Free-text responses in the survey highlight widespread discomfort with discussing fees immediately before procedures, with some clinicians raising ethical concerns about whether meaningful consent is possible in emergency settings.

Others report routinely waiving or reducing fees in such circumstances, reflecting what the survey describes as a “regular feature” of anaesthesia practice rather than an exception.

This aligns with broader system findings that financial discussions in healthcare are often constrained by timing and patient vulnerability, particularly in acute care settings.

Beyond consent issues, the survey also points to ongoing tension between anaesthetists and private health insurers, a long-standing and ongoing theme in the sector.

Respondents consistently cite a lack of indexation in both Medicare and private health insurance rebates as a key driver of rising gaps, arguing that fixed rebate structures have not kept pace with inflation or increasing practice costs.

Insurer rules, including caps on gap payments and rebate reductions when fees exceed set limits, are also seen as shifting costs to patients while leaving clinicians to manage the consequences.

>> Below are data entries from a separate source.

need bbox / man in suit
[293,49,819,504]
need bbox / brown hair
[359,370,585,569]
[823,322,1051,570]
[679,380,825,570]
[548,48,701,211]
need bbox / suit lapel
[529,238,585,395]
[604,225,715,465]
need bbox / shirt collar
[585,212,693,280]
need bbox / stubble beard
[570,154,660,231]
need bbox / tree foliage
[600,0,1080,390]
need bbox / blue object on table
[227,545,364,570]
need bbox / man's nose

Some survey respondents describe these arrangements as distorting pricing and creating a perception that doctors are responsible for out-of-pocket costs, when in reality fees are shaped by broader funding settings.

For anaesthetists, the survey indicates their position within the private health system is relatively constrained compared to other fields, with less scope for fee variation but continued exposure to the consequences of under-indexed rebates.

Respondents identified higher Medicare and insurer rebates, along with improved indexation, as the most effective measures to reduce patient out-of-pocket costs.

Transparency initiatives and fee regulation were viewed as secondary to addressing what clinicians see as the underlying funding gap.